Search code examples
phparrayscsvcol

(PHP) CSV Change column order


I am currently trying to manipulate a CSV file. I want to be able to change the order of columns.

So my initial thought was to read which column should be at which place and just put the columns in order into another array and overwrite the original array once finished.

Sadly while looping through the csv, the arrays are row based and not col based.

Is there a way in PHP to like flip the table and so be able to change the sequence?


Solution

  • There is no built in function to do this, you're going to have to roll your own. Doing this kind of operation on data from a CSV could potentially cause memory issues if you read the whole file into an array and then perform some sort of transform on it, so it's probably best to do this row by row. This way you could stream the rows out to a new file instead of storing them all in one big array.
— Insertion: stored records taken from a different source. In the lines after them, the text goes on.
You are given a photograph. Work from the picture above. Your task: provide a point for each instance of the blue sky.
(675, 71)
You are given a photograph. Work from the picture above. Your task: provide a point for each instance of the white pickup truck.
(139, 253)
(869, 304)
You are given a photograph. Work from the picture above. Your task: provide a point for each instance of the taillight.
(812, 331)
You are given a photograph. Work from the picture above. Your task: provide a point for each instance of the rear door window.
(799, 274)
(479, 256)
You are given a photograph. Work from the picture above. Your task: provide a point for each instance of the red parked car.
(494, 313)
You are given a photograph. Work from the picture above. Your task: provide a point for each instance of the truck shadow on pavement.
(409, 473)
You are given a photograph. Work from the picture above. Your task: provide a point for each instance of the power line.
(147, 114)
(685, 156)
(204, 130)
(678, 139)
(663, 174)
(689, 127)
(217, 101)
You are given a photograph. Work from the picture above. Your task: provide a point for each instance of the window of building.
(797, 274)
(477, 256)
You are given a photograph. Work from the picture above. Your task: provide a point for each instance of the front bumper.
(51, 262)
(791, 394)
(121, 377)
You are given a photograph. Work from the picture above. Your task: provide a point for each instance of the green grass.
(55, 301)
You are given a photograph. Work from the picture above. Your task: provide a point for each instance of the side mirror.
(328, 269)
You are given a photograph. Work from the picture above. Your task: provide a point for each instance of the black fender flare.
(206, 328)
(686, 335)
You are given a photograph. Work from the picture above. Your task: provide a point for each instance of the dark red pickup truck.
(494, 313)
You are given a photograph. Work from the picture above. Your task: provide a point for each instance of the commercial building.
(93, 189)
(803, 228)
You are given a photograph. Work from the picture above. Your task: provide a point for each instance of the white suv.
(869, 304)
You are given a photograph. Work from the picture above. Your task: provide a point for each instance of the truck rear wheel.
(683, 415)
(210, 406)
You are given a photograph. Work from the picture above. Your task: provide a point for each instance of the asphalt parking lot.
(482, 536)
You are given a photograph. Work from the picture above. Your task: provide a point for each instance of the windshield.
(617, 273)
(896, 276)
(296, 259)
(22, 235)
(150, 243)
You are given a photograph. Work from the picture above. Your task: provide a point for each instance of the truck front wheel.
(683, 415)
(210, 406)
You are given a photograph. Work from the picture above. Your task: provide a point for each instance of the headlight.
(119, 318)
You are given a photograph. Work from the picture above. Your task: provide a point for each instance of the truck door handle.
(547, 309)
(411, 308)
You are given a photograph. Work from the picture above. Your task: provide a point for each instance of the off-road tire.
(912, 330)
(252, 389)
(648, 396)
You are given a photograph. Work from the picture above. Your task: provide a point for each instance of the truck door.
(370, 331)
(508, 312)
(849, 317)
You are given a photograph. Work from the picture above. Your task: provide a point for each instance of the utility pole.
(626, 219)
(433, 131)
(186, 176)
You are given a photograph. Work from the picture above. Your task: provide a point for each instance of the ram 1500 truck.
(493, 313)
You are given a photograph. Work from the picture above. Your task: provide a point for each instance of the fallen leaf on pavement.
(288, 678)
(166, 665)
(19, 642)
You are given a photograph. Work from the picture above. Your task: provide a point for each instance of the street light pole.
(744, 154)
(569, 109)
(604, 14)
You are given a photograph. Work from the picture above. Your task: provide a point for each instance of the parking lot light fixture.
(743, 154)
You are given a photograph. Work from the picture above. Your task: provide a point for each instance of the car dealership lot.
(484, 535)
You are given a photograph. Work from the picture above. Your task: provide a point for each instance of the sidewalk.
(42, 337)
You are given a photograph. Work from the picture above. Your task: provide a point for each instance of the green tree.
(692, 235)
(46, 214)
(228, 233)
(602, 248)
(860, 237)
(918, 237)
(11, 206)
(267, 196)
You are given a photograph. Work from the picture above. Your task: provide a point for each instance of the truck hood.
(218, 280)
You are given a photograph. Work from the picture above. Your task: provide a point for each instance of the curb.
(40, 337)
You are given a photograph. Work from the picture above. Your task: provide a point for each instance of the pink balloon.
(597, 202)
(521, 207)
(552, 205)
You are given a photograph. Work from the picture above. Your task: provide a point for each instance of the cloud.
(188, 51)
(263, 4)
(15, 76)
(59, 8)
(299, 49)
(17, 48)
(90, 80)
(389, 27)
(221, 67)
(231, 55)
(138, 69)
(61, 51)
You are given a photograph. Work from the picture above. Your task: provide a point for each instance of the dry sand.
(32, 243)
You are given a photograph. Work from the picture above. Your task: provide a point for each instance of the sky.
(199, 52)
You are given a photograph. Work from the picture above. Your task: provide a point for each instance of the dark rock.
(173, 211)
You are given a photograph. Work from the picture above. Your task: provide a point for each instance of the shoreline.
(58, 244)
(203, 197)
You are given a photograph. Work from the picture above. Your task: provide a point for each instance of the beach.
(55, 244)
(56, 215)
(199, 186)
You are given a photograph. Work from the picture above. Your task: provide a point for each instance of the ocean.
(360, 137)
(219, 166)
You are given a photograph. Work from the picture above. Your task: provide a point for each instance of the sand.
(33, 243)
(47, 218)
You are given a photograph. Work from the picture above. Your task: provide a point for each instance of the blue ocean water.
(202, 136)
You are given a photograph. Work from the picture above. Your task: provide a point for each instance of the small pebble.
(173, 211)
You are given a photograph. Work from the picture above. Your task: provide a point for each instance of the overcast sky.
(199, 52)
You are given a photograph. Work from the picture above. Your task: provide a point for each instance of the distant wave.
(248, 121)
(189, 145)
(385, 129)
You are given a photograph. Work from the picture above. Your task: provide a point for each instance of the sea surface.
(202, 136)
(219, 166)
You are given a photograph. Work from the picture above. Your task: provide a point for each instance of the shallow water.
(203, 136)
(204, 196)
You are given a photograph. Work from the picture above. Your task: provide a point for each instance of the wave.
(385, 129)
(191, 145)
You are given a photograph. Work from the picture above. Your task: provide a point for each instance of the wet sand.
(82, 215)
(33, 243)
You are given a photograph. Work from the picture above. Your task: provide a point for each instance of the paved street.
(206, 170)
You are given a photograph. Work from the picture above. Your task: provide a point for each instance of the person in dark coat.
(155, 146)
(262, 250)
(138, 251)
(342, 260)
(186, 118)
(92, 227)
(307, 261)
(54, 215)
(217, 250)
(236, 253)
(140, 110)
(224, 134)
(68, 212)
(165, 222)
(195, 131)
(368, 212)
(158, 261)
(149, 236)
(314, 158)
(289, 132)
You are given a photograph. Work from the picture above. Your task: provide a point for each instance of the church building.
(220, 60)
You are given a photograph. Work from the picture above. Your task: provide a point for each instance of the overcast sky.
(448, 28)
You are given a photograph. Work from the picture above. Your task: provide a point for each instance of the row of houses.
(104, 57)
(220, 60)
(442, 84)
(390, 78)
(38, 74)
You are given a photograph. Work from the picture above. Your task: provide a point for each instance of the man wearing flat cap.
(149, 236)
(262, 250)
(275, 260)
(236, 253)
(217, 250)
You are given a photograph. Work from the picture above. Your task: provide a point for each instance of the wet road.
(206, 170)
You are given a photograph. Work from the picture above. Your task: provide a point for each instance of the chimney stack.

    Here's a quick and dirty solution, where you can supply an array of column indices to define the new order. Simple and effective.

    Input:

    Header A,Header B,Header C,Header D
    a,b,c,d
    1,2,3,4
    alpha,bravo,charlie,delta
    
    $fh = fopen('reorder.csv', 'r');
    
    /*
     * Create an array with column indices in the order that they
     * should appear in the output.
     *
     * Each column that should appear in the output must be included.
     * This is both a feature and a potential gotcha.
     */
    $colSpec = [0,3,2,1];
    
    // Output buffer
    $output = [];
    
    while($currRow = fgetcsv($fh))
    {
        // Buffer for our output row
        $currOutput = [];
    
        /*
         * Loop through the spec array and populate the row output buffer
         * using the indices defined there
         */
        foreach($colSpec as $currColumnIndex)
        {
            $currOutput[] = $currRow[$currColumnIndex];
        }
    
        // Append the new reordered row to the output buffer
        $output[] = $currOutput;
    }
    
    fclose($fh);
    
    print_r($output);
    

    Output:

    Array
    (
        [0] => Array
            (
                [0] => Header A
                [1] => Header D
                [2] => Header C
                [3] => Header B
            )
    
        [1] => Array
            (
                [0] => a
                [1] => d
                [2] => c
                [3] => b
            )
    
        [2] => Array
            (
                [0] => 1
                [1] => 4
                [2] => 3
                [3] => 2
            )
    
        [3] => Array
            (
                [0] => alpha
                [1] => delta
                [2] => charlie
                [3] => bravo
            )
    
    )
    

    That's not very intuitive though, the numeric indices make it difficult to logically understand what column is going where. If your CSV has a header row, and the labels in that row are immutable, you can do something like this to make it more intuitive:

    /*
     * Create an array with header values in the order that they
     * should appear in the output.
     *
     * Each column that should appear in the output must be included.
     * This is both a feature and a potential gotcha.
     */
    $colSpec = ['Header C', 'Header A', 'Header B', 'Header D'];
    
    // Create a map for column name to actual index in the file
    $headerIndexMap = array_flip($colSpec);
    
    // Output buffer
    $output = [];
    
    while ($currRow = fgetcsv($fh))
    {
        // If this is our first row, set up the column mapping
        if(empty($output))
        {
            // Loop through the columns...
            foreach($currRow as $index => $currHeaderLabel)
            {
                /*
                 * Trim the header value, in case there it leading/trailing whitespace in the data
                 */
                $currHeaderLabel = trim($currHeaderLabel);
    
                // If this column is in our column spec, set the index in $headerIndexMap
                if(array_key_exists($currHeaderLabel, $headerIndexMap))
                {
                    $headerIndexMap[$currHeaderLabel] = $index;
                }
            }
        }
    
        // Buffer for our output row
        $currOutput = [];
    
        // Loop through the column spec...
        foreach ($colSpec as $currColumn)
        {
            // Get the actual index of the column from the index map
            $currIndex = $headerIndexMap[$currColumn];
    
            // Append the data in the appropriate column to the row output buffer
            $currOutput[] = $currRow[$currIndex];
        }
    
        // Append the new reordered row to the output buffer
        $output[] = $currOutput;
    }
    
    fclose($fh);
    
    print_r($output);
    

    Output:

    Array
    (
        [0] => Array
            (
                [0] => Header C
                [1] => Header A
                [2] => Header B
                [3] => Header D
            )
    
        [1] => Array
            (
                [0] => c
                [1] => a
                [2] => b
                [3] => d
            )
    
        [2] => Array
            (
                [0] => 3
                [1] => 1
                [2] => 2
                [3] => 4
            )
    
        [3] => Array
            (
                [0] => charlie
                [1] => alpha
                [2] => bravo
                [3] => delta
            )
    
    )
    
    

    I usually wrap this kind of thing up in a helper class to make it encapsulated and testable, and keep the code that uses it nice & clean.